Kevin engoliu em seco ao pensar nisso. Ele tinha assumido simplesmente que o sinal acabara de ser cortado, mas e se não fosse o sinal? E se as pessoas que os estavam a enviar também tivessem desaparecido?
Ele abanou a cabeça. “Não podemos pensar assim” disse ele. “Temos que ter esperança que haja mais pessoas lá fora.”
“Pessoas que podem matar os alienígenas” disse Luna, com um brilho severo nos seus olhos. Kevin teve a sensação de que se ela tivesse os meios para lutar contra eles, Luna estaria lá fora, agora mesmo, a tentar enfrentá-los.
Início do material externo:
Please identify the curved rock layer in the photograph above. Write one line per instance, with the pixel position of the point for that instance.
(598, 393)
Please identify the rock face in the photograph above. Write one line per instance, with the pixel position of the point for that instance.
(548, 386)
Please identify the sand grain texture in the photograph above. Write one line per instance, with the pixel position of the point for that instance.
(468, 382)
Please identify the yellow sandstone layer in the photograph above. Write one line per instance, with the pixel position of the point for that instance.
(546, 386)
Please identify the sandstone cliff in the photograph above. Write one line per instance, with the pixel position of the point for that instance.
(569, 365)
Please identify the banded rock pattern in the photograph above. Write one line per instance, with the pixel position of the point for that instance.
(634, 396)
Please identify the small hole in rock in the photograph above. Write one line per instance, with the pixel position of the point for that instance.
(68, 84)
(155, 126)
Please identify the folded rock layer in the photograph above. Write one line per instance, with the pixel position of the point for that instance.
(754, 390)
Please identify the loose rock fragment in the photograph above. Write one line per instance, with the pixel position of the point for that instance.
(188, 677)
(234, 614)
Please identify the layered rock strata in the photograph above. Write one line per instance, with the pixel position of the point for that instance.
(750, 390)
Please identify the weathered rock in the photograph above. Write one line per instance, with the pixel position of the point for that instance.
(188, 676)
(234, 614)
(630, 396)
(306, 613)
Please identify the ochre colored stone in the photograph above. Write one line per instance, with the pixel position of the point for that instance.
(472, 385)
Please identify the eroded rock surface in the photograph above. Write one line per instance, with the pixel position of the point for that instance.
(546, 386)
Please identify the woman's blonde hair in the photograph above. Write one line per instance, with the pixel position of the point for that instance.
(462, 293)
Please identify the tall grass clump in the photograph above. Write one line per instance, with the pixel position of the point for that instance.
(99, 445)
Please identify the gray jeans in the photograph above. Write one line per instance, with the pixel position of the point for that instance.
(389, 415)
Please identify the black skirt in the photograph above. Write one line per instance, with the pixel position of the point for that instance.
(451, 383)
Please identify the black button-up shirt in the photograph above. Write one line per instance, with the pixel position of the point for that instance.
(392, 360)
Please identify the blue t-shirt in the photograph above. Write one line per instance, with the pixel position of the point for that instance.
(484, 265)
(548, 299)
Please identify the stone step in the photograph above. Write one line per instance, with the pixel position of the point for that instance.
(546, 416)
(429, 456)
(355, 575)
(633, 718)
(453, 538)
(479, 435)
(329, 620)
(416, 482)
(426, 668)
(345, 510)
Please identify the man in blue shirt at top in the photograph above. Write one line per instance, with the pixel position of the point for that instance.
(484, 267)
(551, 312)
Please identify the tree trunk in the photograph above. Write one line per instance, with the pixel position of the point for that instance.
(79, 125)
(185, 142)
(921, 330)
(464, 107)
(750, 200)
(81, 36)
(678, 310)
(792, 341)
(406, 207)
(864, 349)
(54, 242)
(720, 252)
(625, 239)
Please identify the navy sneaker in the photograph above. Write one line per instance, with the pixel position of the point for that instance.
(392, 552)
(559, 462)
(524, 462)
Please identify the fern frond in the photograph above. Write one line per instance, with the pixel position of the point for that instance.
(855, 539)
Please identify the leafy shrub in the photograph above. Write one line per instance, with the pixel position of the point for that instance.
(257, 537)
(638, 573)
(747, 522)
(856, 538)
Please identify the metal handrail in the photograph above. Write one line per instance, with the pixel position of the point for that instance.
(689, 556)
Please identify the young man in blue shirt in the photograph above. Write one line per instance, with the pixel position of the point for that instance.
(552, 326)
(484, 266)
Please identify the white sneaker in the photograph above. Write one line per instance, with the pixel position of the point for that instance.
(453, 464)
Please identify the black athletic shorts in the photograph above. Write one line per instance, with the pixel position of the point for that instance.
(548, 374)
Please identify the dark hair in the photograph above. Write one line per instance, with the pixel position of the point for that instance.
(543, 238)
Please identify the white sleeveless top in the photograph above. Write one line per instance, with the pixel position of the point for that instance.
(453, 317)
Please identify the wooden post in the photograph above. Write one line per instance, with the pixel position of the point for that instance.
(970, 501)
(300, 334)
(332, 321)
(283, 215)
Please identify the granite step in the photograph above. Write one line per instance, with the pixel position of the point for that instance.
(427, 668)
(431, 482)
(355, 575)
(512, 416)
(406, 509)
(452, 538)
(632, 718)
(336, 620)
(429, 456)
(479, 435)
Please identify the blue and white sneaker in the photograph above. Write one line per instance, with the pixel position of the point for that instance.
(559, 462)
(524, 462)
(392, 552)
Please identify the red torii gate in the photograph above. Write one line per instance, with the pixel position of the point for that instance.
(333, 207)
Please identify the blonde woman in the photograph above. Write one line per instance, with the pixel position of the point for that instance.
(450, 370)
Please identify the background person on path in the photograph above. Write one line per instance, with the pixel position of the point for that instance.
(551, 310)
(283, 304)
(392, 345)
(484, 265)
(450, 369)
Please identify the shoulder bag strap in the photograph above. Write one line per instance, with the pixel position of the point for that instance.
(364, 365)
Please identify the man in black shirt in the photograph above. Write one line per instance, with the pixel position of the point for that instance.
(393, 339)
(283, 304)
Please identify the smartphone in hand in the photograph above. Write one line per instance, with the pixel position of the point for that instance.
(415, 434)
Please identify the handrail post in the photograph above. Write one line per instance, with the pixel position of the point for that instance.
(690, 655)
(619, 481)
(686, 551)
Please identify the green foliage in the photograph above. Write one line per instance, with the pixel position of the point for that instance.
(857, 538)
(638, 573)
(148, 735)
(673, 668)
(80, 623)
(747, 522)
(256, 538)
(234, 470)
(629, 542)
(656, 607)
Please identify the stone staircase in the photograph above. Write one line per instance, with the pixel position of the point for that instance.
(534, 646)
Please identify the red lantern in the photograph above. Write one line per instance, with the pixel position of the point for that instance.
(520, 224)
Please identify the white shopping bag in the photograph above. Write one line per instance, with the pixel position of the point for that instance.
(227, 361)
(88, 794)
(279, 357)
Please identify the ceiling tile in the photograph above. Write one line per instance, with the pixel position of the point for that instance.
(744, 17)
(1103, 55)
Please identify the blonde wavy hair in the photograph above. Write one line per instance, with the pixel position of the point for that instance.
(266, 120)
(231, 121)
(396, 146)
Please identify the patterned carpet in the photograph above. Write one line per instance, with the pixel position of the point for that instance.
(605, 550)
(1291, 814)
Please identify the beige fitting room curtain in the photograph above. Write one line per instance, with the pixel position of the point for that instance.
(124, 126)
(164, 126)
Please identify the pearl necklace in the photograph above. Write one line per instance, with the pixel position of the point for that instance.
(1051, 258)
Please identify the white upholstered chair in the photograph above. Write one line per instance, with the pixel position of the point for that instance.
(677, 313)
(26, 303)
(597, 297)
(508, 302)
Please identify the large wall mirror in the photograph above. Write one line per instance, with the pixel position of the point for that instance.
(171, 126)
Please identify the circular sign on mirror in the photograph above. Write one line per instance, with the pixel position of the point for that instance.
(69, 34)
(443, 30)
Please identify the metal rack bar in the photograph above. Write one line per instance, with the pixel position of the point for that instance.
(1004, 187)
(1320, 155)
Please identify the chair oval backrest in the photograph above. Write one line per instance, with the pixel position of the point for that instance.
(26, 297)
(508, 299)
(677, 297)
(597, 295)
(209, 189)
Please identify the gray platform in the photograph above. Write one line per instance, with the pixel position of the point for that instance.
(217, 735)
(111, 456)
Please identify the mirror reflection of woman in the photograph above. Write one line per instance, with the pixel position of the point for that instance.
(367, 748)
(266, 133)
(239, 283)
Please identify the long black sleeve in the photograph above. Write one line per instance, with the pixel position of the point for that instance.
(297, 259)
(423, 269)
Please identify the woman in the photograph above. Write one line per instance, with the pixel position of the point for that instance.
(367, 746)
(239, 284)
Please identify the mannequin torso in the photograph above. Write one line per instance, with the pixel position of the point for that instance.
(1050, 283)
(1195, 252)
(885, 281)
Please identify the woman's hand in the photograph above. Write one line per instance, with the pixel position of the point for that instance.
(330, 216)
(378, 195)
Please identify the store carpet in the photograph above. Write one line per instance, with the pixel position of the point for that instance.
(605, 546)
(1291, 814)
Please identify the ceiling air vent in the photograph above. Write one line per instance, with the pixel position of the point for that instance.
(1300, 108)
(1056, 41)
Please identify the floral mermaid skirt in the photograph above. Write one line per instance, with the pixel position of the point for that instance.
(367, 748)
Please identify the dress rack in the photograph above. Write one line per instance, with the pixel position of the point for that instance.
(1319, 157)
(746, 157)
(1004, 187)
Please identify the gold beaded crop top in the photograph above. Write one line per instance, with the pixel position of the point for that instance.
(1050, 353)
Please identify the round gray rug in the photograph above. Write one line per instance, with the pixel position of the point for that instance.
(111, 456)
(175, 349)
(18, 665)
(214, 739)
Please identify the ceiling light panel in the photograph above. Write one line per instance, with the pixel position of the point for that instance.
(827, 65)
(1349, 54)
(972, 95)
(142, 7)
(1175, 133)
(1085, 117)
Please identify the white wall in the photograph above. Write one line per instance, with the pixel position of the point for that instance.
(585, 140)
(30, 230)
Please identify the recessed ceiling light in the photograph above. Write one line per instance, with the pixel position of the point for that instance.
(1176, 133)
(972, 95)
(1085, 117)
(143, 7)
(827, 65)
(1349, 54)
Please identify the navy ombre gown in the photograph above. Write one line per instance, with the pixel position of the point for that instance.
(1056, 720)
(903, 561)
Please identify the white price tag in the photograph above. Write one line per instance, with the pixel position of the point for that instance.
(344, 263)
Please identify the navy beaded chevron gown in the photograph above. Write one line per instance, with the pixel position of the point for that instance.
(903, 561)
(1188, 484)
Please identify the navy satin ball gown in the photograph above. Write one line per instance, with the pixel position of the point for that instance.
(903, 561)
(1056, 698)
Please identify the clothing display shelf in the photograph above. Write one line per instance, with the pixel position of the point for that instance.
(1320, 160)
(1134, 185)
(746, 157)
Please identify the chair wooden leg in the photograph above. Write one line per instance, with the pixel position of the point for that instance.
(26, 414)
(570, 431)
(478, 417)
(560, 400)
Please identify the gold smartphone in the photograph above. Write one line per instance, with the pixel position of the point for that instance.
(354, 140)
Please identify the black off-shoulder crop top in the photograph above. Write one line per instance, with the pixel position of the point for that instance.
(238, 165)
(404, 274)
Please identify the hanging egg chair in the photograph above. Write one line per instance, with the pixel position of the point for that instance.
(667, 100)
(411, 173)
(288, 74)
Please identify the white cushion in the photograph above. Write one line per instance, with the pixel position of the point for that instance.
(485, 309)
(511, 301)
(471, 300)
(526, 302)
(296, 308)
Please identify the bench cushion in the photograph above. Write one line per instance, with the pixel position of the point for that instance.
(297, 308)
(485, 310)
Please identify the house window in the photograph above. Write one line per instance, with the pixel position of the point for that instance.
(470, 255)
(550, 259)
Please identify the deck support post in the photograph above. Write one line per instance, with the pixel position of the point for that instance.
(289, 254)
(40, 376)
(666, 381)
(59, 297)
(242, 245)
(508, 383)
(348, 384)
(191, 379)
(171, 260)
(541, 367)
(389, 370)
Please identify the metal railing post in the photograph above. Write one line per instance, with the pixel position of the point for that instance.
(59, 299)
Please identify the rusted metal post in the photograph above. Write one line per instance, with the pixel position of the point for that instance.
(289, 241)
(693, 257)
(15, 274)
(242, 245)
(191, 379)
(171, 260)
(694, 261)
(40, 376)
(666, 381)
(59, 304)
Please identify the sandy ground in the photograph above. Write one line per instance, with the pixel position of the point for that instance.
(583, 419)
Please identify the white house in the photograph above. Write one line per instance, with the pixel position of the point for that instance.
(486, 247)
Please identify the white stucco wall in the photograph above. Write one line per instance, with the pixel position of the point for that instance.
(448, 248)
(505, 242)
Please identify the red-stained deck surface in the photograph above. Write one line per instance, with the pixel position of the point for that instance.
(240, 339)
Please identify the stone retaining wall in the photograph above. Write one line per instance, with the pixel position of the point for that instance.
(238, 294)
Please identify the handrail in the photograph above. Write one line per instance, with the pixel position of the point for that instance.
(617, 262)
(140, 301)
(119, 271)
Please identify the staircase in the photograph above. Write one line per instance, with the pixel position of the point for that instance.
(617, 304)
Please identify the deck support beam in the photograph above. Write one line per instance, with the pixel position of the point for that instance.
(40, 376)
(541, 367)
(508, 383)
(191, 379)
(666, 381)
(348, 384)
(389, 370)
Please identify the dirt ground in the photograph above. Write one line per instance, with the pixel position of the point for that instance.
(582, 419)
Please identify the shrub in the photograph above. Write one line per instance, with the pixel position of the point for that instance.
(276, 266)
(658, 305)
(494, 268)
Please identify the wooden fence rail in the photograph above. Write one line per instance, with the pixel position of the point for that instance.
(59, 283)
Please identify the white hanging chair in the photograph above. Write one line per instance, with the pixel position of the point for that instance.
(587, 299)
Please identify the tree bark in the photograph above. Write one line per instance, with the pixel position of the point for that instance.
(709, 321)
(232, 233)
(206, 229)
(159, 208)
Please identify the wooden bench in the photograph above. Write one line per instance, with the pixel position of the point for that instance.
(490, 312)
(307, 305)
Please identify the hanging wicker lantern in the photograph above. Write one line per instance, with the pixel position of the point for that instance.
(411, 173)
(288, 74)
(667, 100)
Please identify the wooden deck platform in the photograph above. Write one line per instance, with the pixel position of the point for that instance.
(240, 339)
Kevin conseguia entender isso. Era uma parte de quem Luna era; uma parte dela que ele gostava tanto. Ele até sentia uma parte da mesma raiva, sentindo-a a borbulhar dentro de si ao pensar que tinha sido enganado pelos alienígenas, e por tudo o que lhe havia sido tirado.
Ele precisava da distração de procurar pelo bunker tanto quanto Luna, porque a alternativa era pensar na sua mãe, nos seus amigos, e em todos os outros que poderiam ter estado sob as naves alienígenas quando estas chegaram.
Eles continuaram a procurar ao redor do bunker, e não demorou muito para que eles encontrassem o que parecia ser uma saída para as traseiras. As palavras “Ambiente Não Selado. Apenas para Saídas de Emergência!” estavam estampadas por cima de uma escotilha que parecia o tubo de torpedo de um submarino, completo com uma grande alça circular que o selava. Não parecia ser suficientemente grande para a maioria das pessoas conseguir rastejar através dele. Claro, para Kevin e Luna significaria muito espaço.